In Springfield, Mayor Domenic Sarno took the opposite path, by inviting gambling companies to his city. Sarno will have as many as four proposals from which to choose, as wealthy casino operators eagerly tailor their projects to fit the city’s every whim, in their rush to win Sarno’s favor.
Suffolk Downs, the only applicant to date for the sole casino resort license in Greater Boston, cannot complete its application to the state gambling commission until it reaches a negotiated deal with Rizzo on compensation.
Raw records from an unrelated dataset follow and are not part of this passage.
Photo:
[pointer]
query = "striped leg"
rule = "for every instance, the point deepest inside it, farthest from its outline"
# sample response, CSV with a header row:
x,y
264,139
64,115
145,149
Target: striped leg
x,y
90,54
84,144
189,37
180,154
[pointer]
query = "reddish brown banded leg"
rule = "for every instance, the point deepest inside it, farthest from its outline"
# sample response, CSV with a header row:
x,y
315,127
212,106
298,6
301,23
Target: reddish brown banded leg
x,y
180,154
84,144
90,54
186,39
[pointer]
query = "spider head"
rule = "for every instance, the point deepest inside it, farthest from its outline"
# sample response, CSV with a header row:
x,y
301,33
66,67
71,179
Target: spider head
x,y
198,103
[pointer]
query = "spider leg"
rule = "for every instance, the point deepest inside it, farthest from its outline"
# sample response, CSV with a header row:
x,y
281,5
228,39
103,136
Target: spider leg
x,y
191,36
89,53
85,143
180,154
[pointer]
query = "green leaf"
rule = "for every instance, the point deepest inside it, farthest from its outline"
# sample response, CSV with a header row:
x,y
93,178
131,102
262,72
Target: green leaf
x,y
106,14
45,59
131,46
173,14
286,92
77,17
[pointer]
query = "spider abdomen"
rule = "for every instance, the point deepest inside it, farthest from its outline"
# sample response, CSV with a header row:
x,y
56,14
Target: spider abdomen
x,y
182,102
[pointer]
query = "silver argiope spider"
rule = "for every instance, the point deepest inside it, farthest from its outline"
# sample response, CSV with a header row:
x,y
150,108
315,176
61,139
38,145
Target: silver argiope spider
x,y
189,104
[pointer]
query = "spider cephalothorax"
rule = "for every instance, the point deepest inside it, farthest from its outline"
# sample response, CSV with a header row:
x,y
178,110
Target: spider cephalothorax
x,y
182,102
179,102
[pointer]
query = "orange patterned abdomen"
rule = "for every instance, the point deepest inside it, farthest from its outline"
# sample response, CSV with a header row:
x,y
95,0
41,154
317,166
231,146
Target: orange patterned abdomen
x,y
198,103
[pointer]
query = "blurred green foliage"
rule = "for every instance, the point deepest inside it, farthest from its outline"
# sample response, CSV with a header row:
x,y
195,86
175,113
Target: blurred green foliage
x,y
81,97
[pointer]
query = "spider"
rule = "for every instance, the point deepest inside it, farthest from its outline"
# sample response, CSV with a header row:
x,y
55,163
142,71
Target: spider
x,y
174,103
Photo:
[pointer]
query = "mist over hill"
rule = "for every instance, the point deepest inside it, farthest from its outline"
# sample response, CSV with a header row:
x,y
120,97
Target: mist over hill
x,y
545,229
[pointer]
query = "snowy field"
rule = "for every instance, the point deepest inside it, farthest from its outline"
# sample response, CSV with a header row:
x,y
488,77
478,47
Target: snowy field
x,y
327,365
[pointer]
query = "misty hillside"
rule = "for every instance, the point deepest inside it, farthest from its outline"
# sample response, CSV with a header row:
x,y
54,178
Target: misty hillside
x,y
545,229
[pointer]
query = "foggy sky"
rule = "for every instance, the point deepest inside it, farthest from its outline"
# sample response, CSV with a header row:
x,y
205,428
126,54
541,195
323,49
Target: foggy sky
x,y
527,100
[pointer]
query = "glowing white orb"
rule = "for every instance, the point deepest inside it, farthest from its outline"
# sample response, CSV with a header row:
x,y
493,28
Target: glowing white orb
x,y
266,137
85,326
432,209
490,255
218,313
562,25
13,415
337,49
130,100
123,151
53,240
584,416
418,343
It must reach a separate agreement with Mayor Thomas M. Menino of Boston.
State Senator Stanley Rosenberg, an Amherst Democrat and one of the architects of the casino law, said lawmakers gave cities and towns leverage over developers to ensure that the communities are made whole for any negative effects from casino developments or for any added drain on services.
The compensation can come in just about any form: cash payments, new equipment, services, or local preferences in hiring. “We wanted to provide that flexibility,” Rosenberg said.
Wonderland, a former dog racing and simulcast track, fell on hard times and closed in 2010, hurt by a state ban on live dog racing.
Suffolk Downs secured an option to buy Wonderland in 2008 and took title of the property last spring.
The owners are open to different options for redeveloping the parcel, said Chip Tuttle, chief operating officer for Suffolk Downs.
“We want to develop Wonderland in a manner that complements the ongoing revitalization of the Revere Beach area,” Tuttle said. “We don’t have specific plans for Wonderland yet.” He said the negotiations with Revere are in their early stages and that the city has not yet asked for the property.
“That concept hasn’t been broached,” he said.